A student immediately sets up ∫∫ f(x,y) dx dy to compute ∬_R f dA, reasoning that a double integral is just two nested single integrals by definition. What is wrong with this reasoning?
ANothing — the double integral is defined as two nested single integrals in the order dx dy
BThe student should integrate dy dx instead, since x comes first in the Cartesian plane
CComputing as iterated integrals is justified by Fubini's theorem, not the definition — the definition is a limit of Riemann sums
DThe student needs to include a Jacobian factor to account for the 2D area element
The double integral ∬_R f dA is defined as the limit of 2D Riemann sums — the same limiting process as in 1D, extended to rectangles in the plane. Fubini's theorem then proves (under appropriate conditions) that this limit equals the iterated integral ∫∫ f dy dx or ∫∫ f dx dy. The iterated-integral computation method and the definition are different things. This distinction matters because Fubini's theorem has conditions, and it explains why you can sometimes swap integration order (justified by Fubini) but can't always do so blindly.
Question 2 Multiple Choice
If f(x,y) = 1 everywhere on region R, what does ∬_R f(x,y) dA equal?
A1, since f is constantly 1 and integration of a constant just returns that constant
B0, since a flat surface at height 1 has no interesting volume
CThe area of region R
DThe perimeter of region R
When f = 1, the Riemann sum becomes ∑ 1·ΔA = ∑ ΔA, which approximates the total area of region R. In the limit, ∬_R 1 dA = area(R). Geometrically, the 'volume' under the flat surface z = 1 above R is just the base area R times height 1. This is the simplest and most important special case: the double integral degenerates to an area computation when the integrand is 1.
Question 3 True / False
The double integral ∬_R f(x,y) dA can be negative when f takes negative values on part of R.
TTrue
FFalse
Answer: True
Just like the 1D definite integral gives signed area (subtracting where f < 0), the double integral gives signed volume. Where f < 0, the 'boxes' in the Riemann sum have negative height, contributing negatively to the sum. If f is negative everywhere on R, ∬_R f dA is negative. This makes double integrals useful for computing net quantities (like net electric charge or net probability density) rather than just positive volumes.
Question 4 True / False
The double integral ∬_R f(x,y) dA is defined as two successive single integrals; this is its definition, not a theorem.
TTrue
FFalse
Answer: False
This is the key conceptual error to avoid. The double integral is defined as the limit of 2D Riemann sums: partition R into small rectangles, evaluate f at sample points, multiply by area ΔA, sum, and take the limit as rectangle size shrinks. Fubini's theorem is what guarantees (under appropriate conditions on f and R) that this limit equals the iterated integral ∫_a^b [∫_c^d f(x,y) dy] dx. Definition and computation method are different things, and conflating them causes errors when Fubini's conditions aren't met.
Question 5 Short Answer
Why is it important to distinguish the definition of the double integral from the method of computing it as iterated integrals?

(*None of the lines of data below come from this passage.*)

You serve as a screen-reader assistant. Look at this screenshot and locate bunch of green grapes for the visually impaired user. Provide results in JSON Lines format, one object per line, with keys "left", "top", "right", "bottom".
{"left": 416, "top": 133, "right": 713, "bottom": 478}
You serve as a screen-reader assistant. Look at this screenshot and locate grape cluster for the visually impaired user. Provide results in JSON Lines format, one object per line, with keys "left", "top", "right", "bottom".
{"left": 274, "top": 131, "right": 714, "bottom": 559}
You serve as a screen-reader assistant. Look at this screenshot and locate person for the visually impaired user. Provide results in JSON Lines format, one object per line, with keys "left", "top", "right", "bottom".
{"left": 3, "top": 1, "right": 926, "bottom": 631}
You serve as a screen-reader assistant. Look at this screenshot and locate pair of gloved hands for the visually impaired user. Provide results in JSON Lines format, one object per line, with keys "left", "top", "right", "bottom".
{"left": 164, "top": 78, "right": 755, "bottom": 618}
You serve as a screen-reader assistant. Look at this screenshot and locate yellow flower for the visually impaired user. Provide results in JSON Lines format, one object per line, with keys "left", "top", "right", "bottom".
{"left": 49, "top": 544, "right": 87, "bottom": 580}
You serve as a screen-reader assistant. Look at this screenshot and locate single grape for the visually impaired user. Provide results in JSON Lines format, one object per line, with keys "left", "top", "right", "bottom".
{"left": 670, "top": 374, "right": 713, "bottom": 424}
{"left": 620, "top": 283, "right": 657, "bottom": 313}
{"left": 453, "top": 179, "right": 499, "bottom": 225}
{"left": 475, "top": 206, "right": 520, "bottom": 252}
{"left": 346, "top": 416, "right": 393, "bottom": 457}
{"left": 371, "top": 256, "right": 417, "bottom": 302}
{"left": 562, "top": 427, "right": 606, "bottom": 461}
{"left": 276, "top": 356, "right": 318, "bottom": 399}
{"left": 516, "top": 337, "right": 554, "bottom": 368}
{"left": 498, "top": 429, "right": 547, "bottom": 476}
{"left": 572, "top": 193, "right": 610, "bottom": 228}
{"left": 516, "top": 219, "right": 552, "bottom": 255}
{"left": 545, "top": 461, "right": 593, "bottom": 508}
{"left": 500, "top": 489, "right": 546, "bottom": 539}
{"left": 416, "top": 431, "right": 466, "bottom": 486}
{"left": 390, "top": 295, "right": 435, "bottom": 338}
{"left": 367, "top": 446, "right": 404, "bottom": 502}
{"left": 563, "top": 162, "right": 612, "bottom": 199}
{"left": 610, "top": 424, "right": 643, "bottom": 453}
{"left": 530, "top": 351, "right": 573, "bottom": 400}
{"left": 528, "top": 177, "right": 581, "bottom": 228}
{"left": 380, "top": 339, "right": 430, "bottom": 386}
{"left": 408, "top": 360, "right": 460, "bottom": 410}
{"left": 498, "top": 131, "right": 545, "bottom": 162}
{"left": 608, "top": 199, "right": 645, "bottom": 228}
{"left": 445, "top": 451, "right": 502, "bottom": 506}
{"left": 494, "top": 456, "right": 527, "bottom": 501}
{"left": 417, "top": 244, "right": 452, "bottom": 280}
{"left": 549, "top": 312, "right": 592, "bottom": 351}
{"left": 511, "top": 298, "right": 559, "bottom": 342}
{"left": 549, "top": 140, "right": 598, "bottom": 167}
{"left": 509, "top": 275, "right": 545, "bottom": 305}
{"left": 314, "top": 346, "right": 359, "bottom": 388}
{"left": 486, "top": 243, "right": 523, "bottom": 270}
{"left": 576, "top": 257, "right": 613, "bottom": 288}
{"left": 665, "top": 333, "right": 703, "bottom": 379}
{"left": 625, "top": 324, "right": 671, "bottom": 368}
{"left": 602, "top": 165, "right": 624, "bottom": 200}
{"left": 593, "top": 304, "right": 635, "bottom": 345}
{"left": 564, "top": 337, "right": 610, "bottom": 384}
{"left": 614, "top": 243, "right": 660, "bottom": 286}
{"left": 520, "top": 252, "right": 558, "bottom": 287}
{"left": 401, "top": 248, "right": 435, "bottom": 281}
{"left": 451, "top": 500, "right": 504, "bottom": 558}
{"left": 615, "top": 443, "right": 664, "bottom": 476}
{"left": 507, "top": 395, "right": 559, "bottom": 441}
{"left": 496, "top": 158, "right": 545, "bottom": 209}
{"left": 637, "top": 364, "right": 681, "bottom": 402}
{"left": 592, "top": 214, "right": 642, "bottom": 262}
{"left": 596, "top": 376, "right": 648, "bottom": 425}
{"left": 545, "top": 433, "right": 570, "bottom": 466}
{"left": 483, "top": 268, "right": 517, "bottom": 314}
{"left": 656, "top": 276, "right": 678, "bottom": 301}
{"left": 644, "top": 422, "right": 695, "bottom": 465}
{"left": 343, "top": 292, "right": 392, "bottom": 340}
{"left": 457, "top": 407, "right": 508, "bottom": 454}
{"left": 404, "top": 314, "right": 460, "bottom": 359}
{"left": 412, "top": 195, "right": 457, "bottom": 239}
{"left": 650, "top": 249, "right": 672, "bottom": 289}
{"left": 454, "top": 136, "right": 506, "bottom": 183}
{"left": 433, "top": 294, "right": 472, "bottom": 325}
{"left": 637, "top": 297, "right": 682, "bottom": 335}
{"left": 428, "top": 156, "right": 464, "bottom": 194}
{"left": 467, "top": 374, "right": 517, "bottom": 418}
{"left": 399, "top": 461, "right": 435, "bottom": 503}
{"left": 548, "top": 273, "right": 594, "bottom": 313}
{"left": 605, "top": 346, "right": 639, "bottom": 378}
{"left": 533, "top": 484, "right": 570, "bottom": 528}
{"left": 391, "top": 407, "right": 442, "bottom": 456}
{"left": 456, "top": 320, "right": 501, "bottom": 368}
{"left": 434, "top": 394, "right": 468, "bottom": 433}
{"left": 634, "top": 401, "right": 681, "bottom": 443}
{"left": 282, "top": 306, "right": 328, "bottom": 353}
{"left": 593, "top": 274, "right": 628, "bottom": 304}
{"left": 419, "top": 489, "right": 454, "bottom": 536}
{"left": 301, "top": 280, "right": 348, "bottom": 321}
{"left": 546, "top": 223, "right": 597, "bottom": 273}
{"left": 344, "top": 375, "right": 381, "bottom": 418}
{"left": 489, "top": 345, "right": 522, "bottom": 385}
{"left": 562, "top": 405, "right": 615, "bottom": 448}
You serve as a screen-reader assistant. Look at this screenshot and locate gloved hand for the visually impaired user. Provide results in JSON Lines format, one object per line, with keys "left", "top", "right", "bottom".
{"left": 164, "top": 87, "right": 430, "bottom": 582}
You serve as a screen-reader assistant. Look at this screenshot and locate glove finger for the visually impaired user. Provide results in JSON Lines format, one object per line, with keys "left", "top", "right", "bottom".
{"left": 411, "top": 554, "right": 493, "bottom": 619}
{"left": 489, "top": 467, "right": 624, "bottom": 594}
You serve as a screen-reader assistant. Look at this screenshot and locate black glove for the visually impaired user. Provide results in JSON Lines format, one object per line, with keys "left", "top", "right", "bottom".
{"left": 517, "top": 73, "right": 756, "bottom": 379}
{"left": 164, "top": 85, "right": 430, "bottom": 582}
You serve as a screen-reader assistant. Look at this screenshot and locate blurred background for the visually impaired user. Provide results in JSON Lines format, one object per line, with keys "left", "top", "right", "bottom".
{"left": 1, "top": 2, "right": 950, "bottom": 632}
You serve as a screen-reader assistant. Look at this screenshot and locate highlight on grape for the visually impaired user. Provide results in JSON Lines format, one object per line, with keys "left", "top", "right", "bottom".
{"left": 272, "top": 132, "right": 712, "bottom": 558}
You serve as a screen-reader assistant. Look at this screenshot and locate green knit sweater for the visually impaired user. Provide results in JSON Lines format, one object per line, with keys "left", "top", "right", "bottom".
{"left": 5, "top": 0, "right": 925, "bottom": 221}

Think about your answer, then reveal below.
Model answer: The definition (limit of Riemann sums) tells you what the double integral means and when it exists. The iterated-integral computation method is justified by Fubini's theorem, which has conditions (f must be integrable, and for non-rectangular regions, the limits of integration must correctly describe the region). Keeping them separate matters in practice because: (1) when changing the order of integration, you must re-derive the limits from the geometry of R — the region doesn't change, but how you slice it does; (2) some functions violate Fubini's conditions and the two iterated integrals give different values even though the double integral is well-defined.
The practical payoff of this conceptual clarity is that you can swap integration order confidently (because Fubini justifies it) while knowing that the limits of integration must be rederived from scratch — they aren't symmetric. You also recognize that ∬ 1 dA = area(R) and ∬ f dA can be negative, which are properties of the definition, not artifacts of the computation method.